Luckily, the movie is not only visually stunning (especially in 3D), it's actually a thrilling, if slightly familiar action tale. Not once did I roll my eyes or emit an audible groan at anything in the plot or dialogue, and I consider that a win in my book. Hell, I even got a little bit of rainforest in my eyes a couple of times, and I'm not one who's overly prone to crying... except during sentimental, uplifting, on-message sci-fi epics, of course.

By now, you probably know the plot: marine Jake Sully (Sam Worthington) goes to alien moon Pandora to drive an alien body for a joint corporate/scientific/military expedition and make nice with an alien race called the Na'vi, who live on top of a mother lode of a highly sought-after mineral. (I take it back -- I did roll my eyes when they called the mineral "unobtanium," because that's a stupid name. Was "gottacatchemallium" taken?) Why it's so valuable is kind of glossed over, as is the general state of Earth, which may not have plant life anymore. Regardless, Life on Earth is bad enough for Sully, who lost the use of his legs in combat and then lost his twin brother in a mugging gone bad, to want to take the Pandora job, one his scientist bro had been training for for three years, and one that needed Sully's blood to work.

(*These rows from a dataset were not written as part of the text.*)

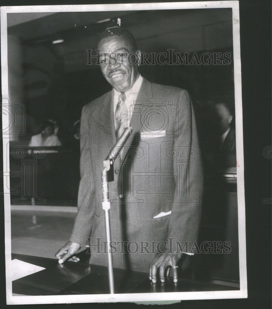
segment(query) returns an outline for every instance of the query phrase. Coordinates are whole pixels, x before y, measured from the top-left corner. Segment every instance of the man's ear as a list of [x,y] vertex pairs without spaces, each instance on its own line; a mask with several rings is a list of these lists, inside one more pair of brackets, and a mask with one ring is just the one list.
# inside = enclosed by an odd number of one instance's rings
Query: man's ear
[[141,64],[141,51],[139,49],[135,53],[137,55],[138,57],[138,61],[137,61],[137,65],[138,66],[140,66]]

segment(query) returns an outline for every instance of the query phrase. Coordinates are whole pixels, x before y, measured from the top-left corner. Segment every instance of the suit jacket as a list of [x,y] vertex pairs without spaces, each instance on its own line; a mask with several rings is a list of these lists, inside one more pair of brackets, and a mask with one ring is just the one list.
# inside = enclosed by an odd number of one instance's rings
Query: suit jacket
[[[91,246],[90,263],[102,265],[107,262],[101,172],[116,141],[113,95],[113,90],[82,110],[78,211],[70,239],[87,244],[90,237],[91,244],[99,243],[98,248]],[[111,239],[116,245],[113,265],[147,272],[158,245],[162,251],[171,250],[172,244],[175,251],[175,241],[182,247],[187,243],[184,251],[190,252],[197,240],[203,176],[186,91],[144,78],[134,103],[133,132],[114,162],[114,181],[109,184]],[[153,218],[170,210],[170,215]]]

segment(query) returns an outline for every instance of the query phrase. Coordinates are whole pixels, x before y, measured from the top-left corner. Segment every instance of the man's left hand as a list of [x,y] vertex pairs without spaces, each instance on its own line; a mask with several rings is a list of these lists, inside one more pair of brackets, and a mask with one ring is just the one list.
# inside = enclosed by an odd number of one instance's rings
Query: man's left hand
[[171,268],[173,269],[173,279],[174,282],[178,281],[178,261],[182,256],[183,253],[159,253],[149,265],[149,278],[153,283],[157,281],[157,269],[159,268],[161,281],[164,282],[164,274],[166,270],[166,275],[169,276]]

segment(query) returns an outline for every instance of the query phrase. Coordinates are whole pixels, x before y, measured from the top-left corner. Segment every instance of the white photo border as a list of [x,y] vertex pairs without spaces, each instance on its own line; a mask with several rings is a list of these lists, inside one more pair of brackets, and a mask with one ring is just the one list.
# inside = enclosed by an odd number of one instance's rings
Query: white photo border
[[[11,261],[11,202],[9,171],[8,136],[3,138],[5,203],[5,231],[6,301],[8,304],[60,304],[71,303],[116,302],[177,299],[209,299],[244,298],[247,297],[246,250],[245,216],[244,183],[244,152],[242,104],[240,46],[239,2],[238,1],[195,2],[122,4],[71,5],[46,5],[2,6],[1,34],[2,98],[9,97],[8,87],[7,14],[37,12],[68,12],[223,8],[232,10],[233,60],[234,67],[235,113],[236,120],[237,190],[238,202],[238,236],[240,289],[239,290],[114,294],[13,296],[12,282],[9,274]],[[8,127],[8,115],[2,114],[2,129]],[[6,177],[5,176],[6,176]]]

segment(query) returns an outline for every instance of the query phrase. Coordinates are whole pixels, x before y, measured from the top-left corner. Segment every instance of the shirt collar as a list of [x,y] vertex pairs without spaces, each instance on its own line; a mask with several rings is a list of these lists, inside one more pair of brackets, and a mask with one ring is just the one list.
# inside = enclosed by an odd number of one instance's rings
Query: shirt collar
[[222,143],[223,143],[225,141],[225,140],[226,139],[226,138],[227,137],[227,136],[228,135],[229,132],[230,132],[230,130],[231,129],[231,127],[228,129],[225,132],[224,134],[221,136],[221,141]]
[[[142,82],[143,81],[143,77],[140,74],[139,75],[136,82],[134,83],[134,84],[132,86],[132,87],[127,90],[125,92],[126,96],[127,97],[128,96],[131,94],[135,94],[136,95],[138,94],[140,88],[141,87],[141,85],[142,84]],[[119,95],[121,92],[116,90],[114,88],[113,88],[114,91],[114,95],[116,97],[119,97]]]

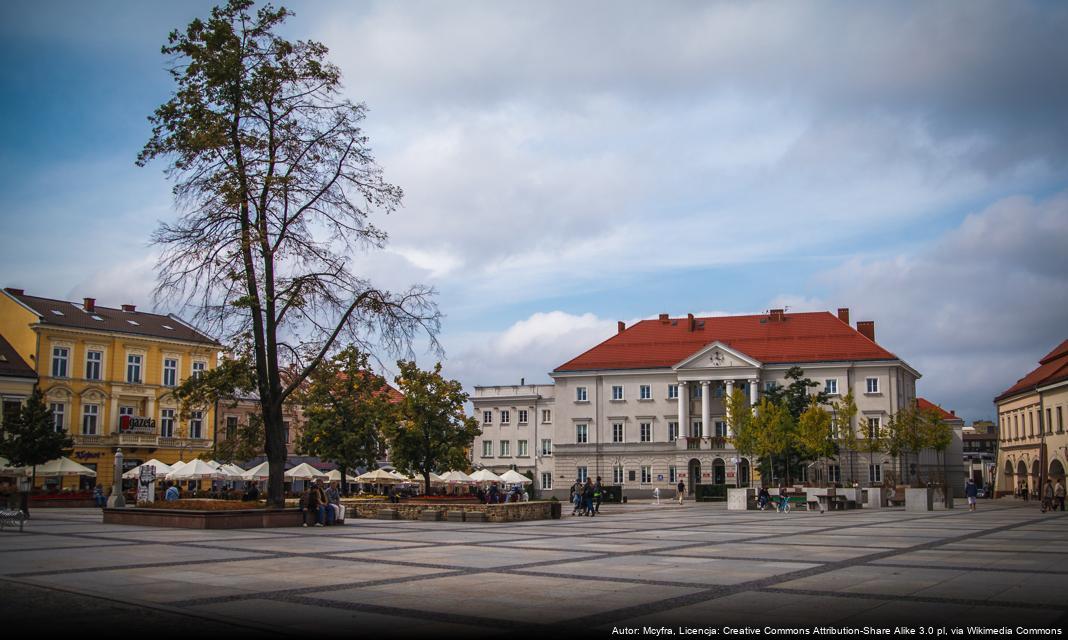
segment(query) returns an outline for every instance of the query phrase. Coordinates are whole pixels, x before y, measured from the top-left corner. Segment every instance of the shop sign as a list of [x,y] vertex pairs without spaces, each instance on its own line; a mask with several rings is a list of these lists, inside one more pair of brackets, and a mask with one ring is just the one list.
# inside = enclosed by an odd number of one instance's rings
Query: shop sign
[[155,435],[156,420],[143,416],[123,416],[119,419],[119,433]]

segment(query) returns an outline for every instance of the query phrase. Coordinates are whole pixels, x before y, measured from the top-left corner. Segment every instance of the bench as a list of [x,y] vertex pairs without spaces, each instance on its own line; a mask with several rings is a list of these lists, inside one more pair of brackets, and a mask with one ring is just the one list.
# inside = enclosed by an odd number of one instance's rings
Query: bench
[[0,531],[3,531],[5,526],[14,527],[15,522],[18,522],[18,532],[22,532],[22,524],[26,522],[26,514],[19,511],[0,511]]

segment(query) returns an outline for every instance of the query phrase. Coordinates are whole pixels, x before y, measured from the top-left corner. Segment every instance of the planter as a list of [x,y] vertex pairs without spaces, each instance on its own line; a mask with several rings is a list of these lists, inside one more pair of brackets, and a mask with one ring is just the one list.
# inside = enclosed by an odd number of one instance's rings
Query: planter
[[194,511],[186,509],[105,509],[106,525],[172,527],[177,529],[267,529],[299,527],[299,509]]

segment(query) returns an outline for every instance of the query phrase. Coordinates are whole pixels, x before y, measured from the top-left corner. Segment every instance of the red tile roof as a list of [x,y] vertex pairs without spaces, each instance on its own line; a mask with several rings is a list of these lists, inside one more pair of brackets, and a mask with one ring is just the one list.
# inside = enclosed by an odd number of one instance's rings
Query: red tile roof
[[1035,387],[1068,380],[1068,340],[1053,347],[1053,350],[1038,361],[1038,369],[1023,376],[1015,385],[994,399],[994,402],[1032,391]]
[[555,371],[661,369],[673,366],[713,342],[761,362],[896,360],[832,313],[787,313],[642,321]]
[[936,411],[942,415],[942,420],[960,420],[961,422],[963,422],[963,419],[960,416],[946,411],[945,409],[932,403],[931,401],[927,400],[926,397],[917,397],[916,406],[920,407],[921,409],[934,409]]

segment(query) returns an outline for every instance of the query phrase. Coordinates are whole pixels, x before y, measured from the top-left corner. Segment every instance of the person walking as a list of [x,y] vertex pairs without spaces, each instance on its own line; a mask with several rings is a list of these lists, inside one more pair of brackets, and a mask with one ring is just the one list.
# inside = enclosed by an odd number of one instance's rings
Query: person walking
[[964,485],[964,496],[968,498],[968,511],[975,511],[975,499],[979,495],[979,487],[975,484],[975,481],[971,478],[968,479],[968,483]]

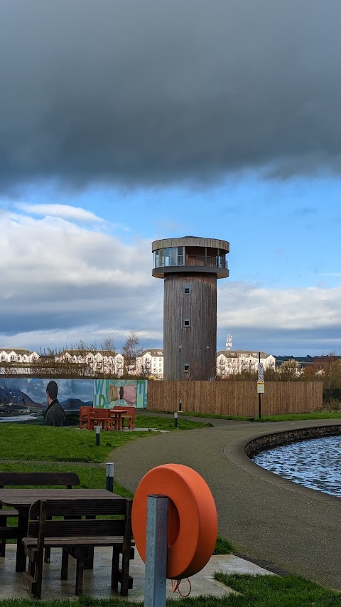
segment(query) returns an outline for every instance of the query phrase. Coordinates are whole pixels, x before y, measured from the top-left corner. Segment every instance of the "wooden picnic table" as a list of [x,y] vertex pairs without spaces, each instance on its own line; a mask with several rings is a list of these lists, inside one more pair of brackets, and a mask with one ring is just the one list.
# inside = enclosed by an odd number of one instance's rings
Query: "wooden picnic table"
[[27,534],[30,507],[37,500],[93,500],[96,497],[108,500],[121,499],[120,495],[107,489],[0,489],[0,502],[6,506],[16,508],[18,537],[16,540],[16,571],[24,571],[26,557],[22,543]]
[[89,407],[87,428],[89,430],[94,430],[96,426],[102,426],[103,430],[123,429],[124,418],[131,408],[128,406],[117,406],[111,409]]

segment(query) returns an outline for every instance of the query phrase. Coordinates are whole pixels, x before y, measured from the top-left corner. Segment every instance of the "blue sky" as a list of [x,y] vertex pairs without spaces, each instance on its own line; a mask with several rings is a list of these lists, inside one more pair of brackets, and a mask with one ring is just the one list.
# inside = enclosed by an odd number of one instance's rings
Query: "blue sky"
[[339,352],[340,4],[33,1],[1,9],[0,347],[161,347],[151,242],[191,235],[230,243],[218,350]]

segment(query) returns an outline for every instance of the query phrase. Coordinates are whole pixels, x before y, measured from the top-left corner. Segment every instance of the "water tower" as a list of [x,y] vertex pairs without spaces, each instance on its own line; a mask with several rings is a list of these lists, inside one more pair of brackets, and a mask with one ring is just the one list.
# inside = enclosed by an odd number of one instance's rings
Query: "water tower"
[[163,377],[216,374],[217,278],[229,275],[227,241],[184,236],[152,243],[153,276],[163,278]]

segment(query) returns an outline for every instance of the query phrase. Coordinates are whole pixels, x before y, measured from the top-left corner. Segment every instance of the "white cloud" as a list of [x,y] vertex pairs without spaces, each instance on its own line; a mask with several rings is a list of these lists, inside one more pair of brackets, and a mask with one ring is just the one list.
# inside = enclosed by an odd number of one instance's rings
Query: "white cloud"
[[[127,245],[65,218],[13,213],[3,214],[1,227],[0,347],[38,349],[81,339],[99,345],[112,334],[120,347],[131,329],[146,347],[161,345],[163,283],[151,276],[149,240]],[[335,344],[340,299],[341,287],[218,281],[218,347],[223,332],[237,330],[266,336],[277,352],[295,332],[309,333],[312,344],[328,336]]]
[[87,223],[103,221],[103,219],[97,217],[94,213],[85,211],[85,209],[79,206],[71,206],[70,204],[29,204],[26,202],[18,202],[16,206],[21,211],[32,215],[60,217]]

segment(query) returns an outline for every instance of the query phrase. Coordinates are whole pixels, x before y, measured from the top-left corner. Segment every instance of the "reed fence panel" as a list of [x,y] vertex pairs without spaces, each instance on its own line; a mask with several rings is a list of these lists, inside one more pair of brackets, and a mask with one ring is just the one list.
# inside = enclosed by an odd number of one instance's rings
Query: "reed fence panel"
[[[256,381],[148,381],[147,408],[217,415],[258,416]],[[263,415],[306,413],[322,406],[322,381],[266,381]]]

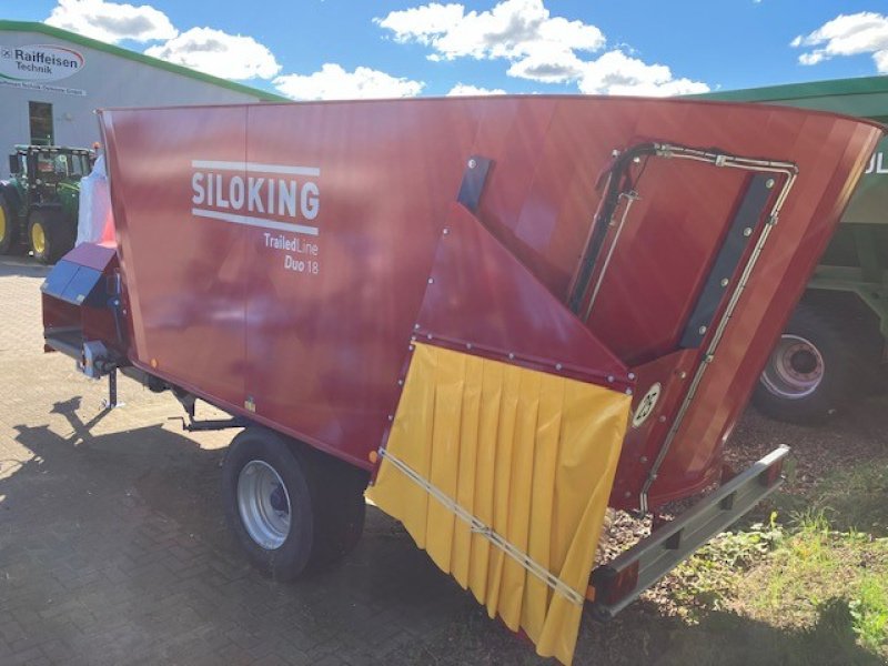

What follows is mostly Dances With Wolves on mescaline. Disdained by the scientists who wanted his brother and manipulated by the military who want to learn the Na'vi's weaknesses, Jake ends up getting adopted by the tribe when their sacred tree identifies him as a Na'vi of interest. He is taught how stupid he and the other fake Na'vi look while wearing clothes (it's true), and once the pants come off and he is truly accepted as one of them, it's a quick ride to realizing that the Na'vi are to be protected, especially his hottie cultural tour guide Neytiri (Zoe Saldana). By then, however, it's too late, since he's already told the military exactly how to destroy the giant, hollow tree they live in. So he has to rise up as a human rebel and a Na'vi hero to stop them.

To quote Top Secret!, "It all sounds like some bad movie!" But it really isn't. The story may seem familiar, but the movie tries to back up its new-age spiritualism with some science (well, science fiction), and the old military-industrial chestnut lovingly lifted from Aliens leads us to some devastating images of war. Sigourney Weaver doesn't phone it in as the scientist who embraces Jake once he proves himself to be useful, becoming a mother figure who protects both him and her program from outside influence. Stephen Lang is scary awesome as the scarred (and ripped) Colonel Quaritch, who would rather kill them all, and Giovanni Ribisi puts Aliens' Paul Reiser on notice as the sleazy corporate representative. Even Michelle Rodriguez and Joel Moore deliver solid performances as the sympathetic pilot and the Na'vi expert who finds himself eclipsed by Jake the Dumb Marine.

It's hard to judge the acting performances by the Na'vi themselves, but Zoe Saldana gives a pretty ferocious vocal performance as Neytiri, and the programmers put her through the full range of emotions, making her look like... well, a real person, which is the whole point of this exercise, right? The rest of the Na'vi are equally real, if more stock characters than anything else (the proud chief, the regal mother, the scornful rival), and the humans-as-Na'vi... well, as I said, they look silly in clothes. It's hard to judge Sigourney Weaver's performance when her alien is wearing a college athletics T-shirt, and hearing Jake smack-talk a hammer-headed jungle rhinoceros is just bizarre.

The creatures are definitely the most amazing thing about the visual effects. The hammerhead rhinos, a hard-shelled jungle cat, a pack of skinless wild dogs, 6-legged horses, the pterodactyl-like Banshees and the massive, flying leonopteryx are all spotlighted in the film, but even the bioluminescent flora, the retracting lichens and the tiny lizards that travel around by spinning their bioluminescent tails like helicopters are beautiful to see. The military hardware is nothing special -- even the exo-suits of armor are fairly generic -- but the depictions of war and battle are incredibly vivid and horrible. There's no gore, but there is death and destruction, and at one point, a six-legged horse runs by on fire.

This is not a movie for kids -- it has its fun moments, but the vivid horrors of war that happen in the latter half of the film, coupled with a whole lot of swearing and a two-hour, 41-minute runtime, make it a tough movie to sit through with a young'un, as cute as the giant cat-Smurfs are. And you're gonna want to sit through it, because Jim Cameron still knows how to make good movies, even if he has to borrow elements from his older good movies to do it.